Winds gusting to 55 miles per hour were reported in the south-central Kansas counties; add the area being in extreme drought, dry grass and low humidity, the concern for fires was high and rightfully so.

“The wind is really causing a problem,” said City of Harper firefighter Jaci Ummel.

Ummel was helping refill water tanks for crews battling the flames. While waiting for trucks to show up, a fire broke out feet from her tanker truck; only a small section of dry grass was left after a fire burned the area and an ember ignited the grass which quickly spread in a confined area.

Ummel took action, grabbing a fire hose and extinguishing the flames.
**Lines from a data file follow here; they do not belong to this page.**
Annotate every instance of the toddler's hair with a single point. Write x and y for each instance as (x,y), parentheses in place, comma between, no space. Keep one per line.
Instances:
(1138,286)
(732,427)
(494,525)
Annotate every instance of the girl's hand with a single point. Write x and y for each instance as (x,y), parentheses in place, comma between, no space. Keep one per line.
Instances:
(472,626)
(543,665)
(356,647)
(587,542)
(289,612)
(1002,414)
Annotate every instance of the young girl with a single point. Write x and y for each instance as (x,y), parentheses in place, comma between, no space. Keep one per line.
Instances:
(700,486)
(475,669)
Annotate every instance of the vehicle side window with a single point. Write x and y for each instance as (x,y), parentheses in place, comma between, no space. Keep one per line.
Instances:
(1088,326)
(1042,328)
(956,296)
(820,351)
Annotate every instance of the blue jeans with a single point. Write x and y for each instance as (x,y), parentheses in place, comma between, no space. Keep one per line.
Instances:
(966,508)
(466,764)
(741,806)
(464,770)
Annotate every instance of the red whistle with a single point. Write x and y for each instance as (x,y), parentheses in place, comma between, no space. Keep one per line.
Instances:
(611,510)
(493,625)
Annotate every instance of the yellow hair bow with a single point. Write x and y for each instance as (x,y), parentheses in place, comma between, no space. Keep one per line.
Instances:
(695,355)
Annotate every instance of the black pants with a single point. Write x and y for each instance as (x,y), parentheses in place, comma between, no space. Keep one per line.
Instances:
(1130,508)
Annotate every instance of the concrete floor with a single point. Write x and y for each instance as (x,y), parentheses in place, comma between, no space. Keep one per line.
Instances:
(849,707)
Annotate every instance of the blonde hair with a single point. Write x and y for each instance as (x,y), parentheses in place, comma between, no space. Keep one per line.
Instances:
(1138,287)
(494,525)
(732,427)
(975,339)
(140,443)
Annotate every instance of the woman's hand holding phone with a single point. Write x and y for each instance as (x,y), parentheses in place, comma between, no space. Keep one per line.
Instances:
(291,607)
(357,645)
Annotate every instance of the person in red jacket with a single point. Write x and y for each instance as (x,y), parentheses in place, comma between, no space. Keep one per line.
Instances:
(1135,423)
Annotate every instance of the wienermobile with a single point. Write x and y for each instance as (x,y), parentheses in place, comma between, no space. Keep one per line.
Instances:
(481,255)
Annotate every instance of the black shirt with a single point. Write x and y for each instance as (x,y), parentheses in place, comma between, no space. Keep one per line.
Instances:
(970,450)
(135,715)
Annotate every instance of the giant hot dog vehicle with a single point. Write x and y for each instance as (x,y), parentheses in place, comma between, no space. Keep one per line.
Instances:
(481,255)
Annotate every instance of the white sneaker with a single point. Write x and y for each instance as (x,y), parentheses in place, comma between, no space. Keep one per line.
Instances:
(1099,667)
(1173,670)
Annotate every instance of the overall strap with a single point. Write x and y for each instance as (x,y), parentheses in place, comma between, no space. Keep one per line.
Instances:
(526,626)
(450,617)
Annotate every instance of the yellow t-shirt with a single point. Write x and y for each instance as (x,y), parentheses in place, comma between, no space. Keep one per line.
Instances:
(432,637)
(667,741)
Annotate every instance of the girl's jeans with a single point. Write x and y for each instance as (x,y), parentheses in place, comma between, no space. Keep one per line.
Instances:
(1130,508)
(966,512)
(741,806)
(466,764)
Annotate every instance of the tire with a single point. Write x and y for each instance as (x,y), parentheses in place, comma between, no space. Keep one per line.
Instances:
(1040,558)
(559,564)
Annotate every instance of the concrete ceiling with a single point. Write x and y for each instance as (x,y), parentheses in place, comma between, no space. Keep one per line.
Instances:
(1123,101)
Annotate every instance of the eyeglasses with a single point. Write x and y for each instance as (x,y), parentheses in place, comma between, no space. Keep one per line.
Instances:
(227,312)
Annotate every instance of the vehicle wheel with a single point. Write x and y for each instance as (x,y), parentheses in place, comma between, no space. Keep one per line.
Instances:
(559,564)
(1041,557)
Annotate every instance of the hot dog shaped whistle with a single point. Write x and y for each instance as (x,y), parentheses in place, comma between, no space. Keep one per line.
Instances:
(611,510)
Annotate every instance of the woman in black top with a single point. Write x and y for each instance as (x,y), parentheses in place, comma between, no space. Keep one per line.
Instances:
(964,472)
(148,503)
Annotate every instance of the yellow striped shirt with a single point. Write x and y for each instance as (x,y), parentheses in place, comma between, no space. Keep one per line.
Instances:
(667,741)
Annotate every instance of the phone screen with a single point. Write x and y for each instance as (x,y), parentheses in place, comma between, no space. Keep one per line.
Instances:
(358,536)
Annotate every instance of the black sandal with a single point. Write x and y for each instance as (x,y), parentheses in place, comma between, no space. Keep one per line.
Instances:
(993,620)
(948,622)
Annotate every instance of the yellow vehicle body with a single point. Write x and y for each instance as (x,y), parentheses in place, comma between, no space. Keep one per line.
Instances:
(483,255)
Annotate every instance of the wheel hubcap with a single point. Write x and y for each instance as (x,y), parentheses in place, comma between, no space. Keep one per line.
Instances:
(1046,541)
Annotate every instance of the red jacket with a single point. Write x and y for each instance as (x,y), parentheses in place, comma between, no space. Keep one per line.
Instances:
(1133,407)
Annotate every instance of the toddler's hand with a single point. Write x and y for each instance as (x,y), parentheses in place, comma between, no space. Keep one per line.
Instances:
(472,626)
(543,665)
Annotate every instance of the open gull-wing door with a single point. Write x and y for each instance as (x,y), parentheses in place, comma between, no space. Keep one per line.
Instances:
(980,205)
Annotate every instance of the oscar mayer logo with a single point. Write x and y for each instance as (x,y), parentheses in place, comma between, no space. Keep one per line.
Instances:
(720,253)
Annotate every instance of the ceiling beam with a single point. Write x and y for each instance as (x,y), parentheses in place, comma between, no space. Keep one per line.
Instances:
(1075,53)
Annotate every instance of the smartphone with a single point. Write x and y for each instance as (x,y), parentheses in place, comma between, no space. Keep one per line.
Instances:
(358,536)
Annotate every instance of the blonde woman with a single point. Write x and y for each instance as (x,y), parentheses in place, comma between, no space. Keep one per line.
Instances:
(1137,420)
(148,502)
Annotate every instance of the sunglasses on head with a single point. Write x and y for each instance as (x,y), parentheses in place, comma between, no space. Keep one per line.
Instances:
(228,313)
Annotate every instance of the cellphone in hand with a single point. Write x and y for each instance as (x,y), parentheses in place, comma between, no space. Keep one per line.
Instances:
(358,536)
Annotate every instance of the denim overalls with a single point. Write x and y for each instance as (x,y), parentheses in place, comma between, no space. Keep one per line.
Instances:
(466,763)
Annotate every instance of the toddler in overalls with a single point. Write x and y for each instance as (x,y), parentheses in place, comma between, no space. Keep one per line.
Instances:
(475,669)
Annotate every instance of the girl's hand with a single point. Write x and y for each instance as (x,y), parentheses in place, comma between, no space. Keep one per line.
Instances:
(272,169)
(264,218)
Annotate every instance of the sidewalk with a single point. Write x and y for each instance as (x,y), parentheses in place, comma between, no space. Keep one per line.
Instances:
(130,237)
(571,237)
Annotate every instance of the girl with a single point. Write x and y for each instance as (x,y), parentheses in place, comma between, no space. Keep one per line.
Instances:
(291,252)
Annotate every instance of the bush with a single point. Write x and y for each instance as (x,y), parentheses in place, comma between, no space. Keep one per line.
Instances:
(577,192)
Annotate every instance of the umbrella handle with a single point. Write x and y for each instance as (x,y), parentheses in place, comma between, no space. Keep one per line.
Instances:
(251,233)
“Sometimes things just smolder for awhile, they have a real problem with that,” Ummel said.

There was a large fire in the Rago area in Kingman County and fires near Attica and Harper in Harper County.

Brian Conaway was using a garden hose to wet his daughter's homes roof and siding, hoping the fire just a mile away would not spread to the property.

“Just trying to get things wetted down so if the embers from the fire come down, maybe we have a chance," Conaway said.

Farmers in the area were quickly hitching cattle trailers to move livestock out of the path of the fire.

“We finally got the cattle out of the way,” said longtime Harper County farmer Kenny Williams. “I hope that no one gets hurt and no homes are burnt down.”

The fires in Kingman and Harper counties burned hundreds of acres and reports of property damage have yet to come in.

Farmers who had grassland catch fire are now concerned about blowing dust since the grass that anchors the soil is now turned to ash.

The cause of the fires is being looked into by firefighters.